BEIRUT: Lebanon’s caretaker prime minister and the Saudi ambassador in Beirut underlined the importance of the Taif Agreement at a conference on Saturday.
Ambassador Walid bin Abdullah Bukhari organized a forum at the UNESCO Palace in Beirut that brought together over 1,000 political, economic, diplomatic, and academic figures.
It included those who participated in drafting the Taif Agreement, veteran diplomat Lakhdar Brahimi, who played an important role in reaching the pact, Walid Jumblatt, the head of the Progressive Socialist Party, MPs from the Free Patriotic Movement and presidential candidate Suleiman Franjieh.
Thirty-three years since the signing of the agreement, which ended 15 years of civil war in Lebanon, under Arab and international sponsorship, Saudi Arabia, the main player in reaching the agreement, reaffirmed its keenness on national reconciliation in Lebanon.

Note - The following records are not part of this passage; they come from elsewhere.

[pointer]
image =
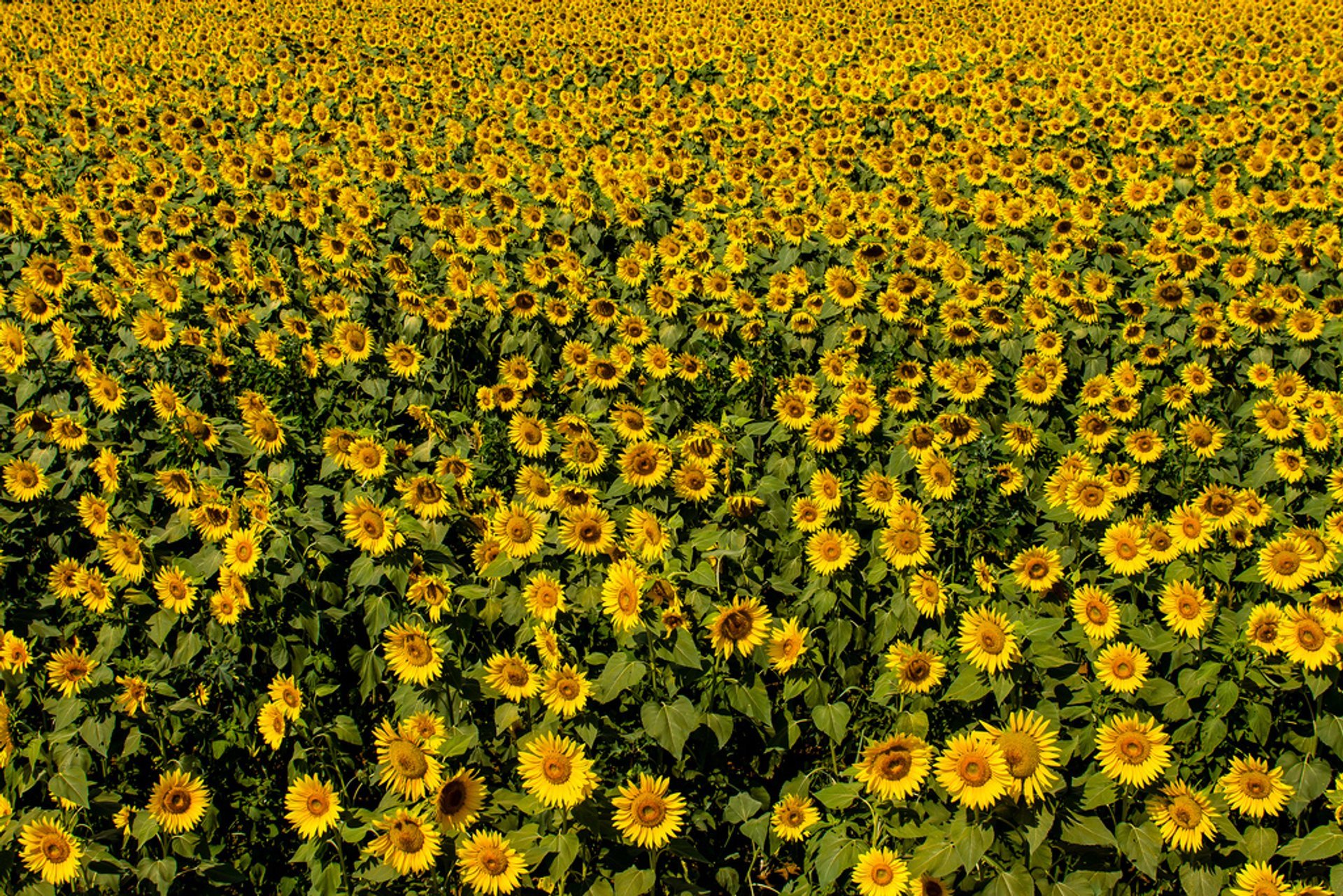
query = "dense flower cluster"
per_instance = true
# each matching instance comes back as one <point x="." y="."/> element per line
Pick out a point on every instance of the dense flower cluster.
<point x="616" y="448"/>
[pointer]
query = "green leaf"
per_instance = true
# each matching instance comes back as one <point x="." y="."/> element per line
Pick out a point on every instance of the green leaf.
<point x="1088" y="830"/>
<point x="967" y="687"/>
<point x="741" y="808"/>
<point x="833" y="719"/>
<point x="1323" y="843"/>
<point x="671" y="725"/>
<point x="1142" y="845"/>
<point x="839" y="795"/>
<point x="621" y="672"/>
<point x="1259" y="844"/>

The forum was held against the backdrop of a campaign launched against the Taif Agreement by Hezbollah and its ally, the FPM.
Caretaker Prime Minister Najib Mikati said the forum is proof that Saudi Arabia still stands by Lebanon, and the large attendance shows that everyone agrees that the agreement is still the best one to implement.

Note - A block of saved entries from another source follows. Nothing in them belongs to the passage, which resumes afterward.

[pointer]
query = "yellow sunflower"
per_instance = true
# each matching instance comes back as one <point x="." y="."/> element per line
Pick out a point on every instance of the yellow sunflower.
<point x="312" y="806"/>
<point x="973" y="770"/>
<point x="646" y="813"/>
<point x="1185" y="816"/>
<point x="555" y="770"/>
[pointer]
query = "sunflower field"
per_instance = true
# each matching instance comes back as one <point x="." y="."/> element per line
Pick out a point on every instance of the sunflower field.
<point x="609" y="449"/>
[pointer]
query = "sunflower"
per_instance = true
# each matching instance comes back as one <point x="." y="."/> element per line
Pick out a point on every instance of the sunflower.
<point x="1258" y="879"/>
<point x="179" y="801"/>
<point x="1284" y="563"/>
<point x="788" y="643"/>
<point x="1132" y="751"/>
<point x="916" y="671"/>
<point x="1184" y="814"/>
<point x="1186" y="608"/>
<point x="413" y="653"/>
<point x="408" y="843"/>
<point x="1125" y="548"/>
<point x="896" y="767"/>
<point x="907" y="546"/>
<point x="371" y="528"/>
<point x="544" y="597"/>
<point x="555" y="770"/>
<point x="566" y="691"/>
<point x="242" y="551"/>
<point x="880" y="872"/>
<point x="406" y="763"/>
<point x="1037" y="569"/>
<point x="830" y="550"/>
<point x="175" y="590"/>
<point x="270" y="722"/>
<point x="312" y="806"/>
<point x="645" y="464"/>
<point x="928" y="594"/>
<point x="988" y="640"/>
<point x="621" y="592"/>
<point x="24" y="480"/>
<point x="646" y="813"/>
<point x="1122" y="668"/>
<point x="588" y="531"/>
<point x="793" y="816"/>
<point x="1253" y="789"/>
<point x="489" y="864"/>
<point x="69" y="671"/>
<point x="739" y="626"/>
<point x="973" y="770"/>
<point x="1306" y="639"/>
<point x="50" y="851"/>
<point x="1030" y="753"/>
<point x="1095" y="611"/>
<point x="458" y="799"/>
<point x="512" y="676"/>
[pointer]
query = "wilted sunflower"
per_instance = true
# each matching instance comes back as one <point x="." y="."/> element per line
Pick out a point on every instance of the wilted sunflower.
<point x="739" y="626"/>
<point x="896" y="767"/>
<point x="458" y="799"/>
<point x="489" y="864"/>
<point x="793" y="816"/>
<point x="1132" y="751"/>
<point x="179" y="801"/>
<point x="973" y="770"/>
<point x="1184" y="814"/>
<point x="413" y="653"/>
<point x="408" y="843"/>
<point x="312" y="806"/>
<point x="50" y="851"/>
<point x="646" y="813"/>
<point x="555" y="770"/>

Bukhari reiterated the keenness of Saudi Arabia and its leadership on Lebanon’s security, stability, and unity.
“We urgently need to embody the formula of coexistence addressed by the Taif Agreement, i.e. preserving the irrevocable Lebanese entity and conserving Lebanon’s identity and Arab belonging.”
Speaking about the French initiative to hold a national dialogue between the Lebanese parties, Bukhari noted that France, headed by President Emmanuel Macron, stressed that there is no French intention to review the Taif Agreement or amend the constitution.
Meanwhile, Brahimi praised the former Lebanese speaker, Hussein El-Husseini, for his role in reaching the agreement, and former Lebanese President Rene Mouawad, who was elected after the agreement was signed and was assassinated before he could carry out his duties.
He also recalled former Prime Minister Rafik Hariri and the late Saudi Foreign Minister Prince Saud Al-Faisal “who were the heroes of the Taif Agreement.”
Brahimi said: “The Taif Agreement paved the way for the Lebanese to build their new state. We had pinned hopes on the tripartite committee that was formed to accompany the Taif implementation process, and this was the will of King Fahd bin Abdulaziz and other Arab leaders, but Iraq’s invasion of Kuwait halted the committee’s work.”
Lebanon’s former premier, Fouad Siniora, said: “Electing a president that believes in the Taif Agreement is the most important thing to complement constitutional authorities and this requires good intentions from everyone.”
Walid Jumblatt said that “before looking into amending the Taif Agreement as proposed by some people, we should implement its terms, as well as other annexed terms, and eventually abolish political sectarianism according to a plan included in the agreement,” calling for the formation of a committee for this matter.
“All of this is meaningless as long as we don’t elect a president and subsequently form a credible government that implements the necessary reforms leading to economic and financial recovery.”
Priest Boulos Matar, representing the Maronite Patriarchate, said: “Christians and Muslims constitute one nation in the Taif Agreement. In Lebanon, we are brothers in nationalism, Arabism and humanity, so I urge the Lebanese to put their conflicts under the roof of fraternity.
“The political system is subject to change based on a dialogue that should not cease.”
UN Special Coordinator for Lebanon Joanna Wronecka said the Taif Agreement is reaffirmed by international resolution 1701 in many clauses. This agreement set a frame to end sectarianism and strengthen peaceful coexistence. It also established a new political system that meets the aspirations of the Lebanese. Efforts should be made to implement the agreement in a way that guarantees the stability of Lebanon.”
Former MP Boutros Harb, who played a role in the Taif Agreement, said: “It is easy to criticize the agreement today but the killing and bombing that Lebanon had witnessed back then weren’t easy. The new formula required everyone’s compromise for Lebanon’s benefit.
Former MP Edmond Rizk said that “the essence of the agreement is a civilized partnership in a free system. There is no coercion in patriotism and the issue is not the text of the agreement.”
Former MP Talal Merhebi said that “many people talk about amending the Taif Agreement without reading it … there’s no such thing as Troika in the agreement and any meetings held outside Lebanon to turn against the Taif Agreement are a conspiracy against the country.”
Researcher Nizar Younes criticized turning Lebanon into a sectarian quota state through post-Taif practices and by replacing the Arab identity with populist identities.
He said: “If we don’t implement the Taif Agreement, we cannot preserve Lebanon.”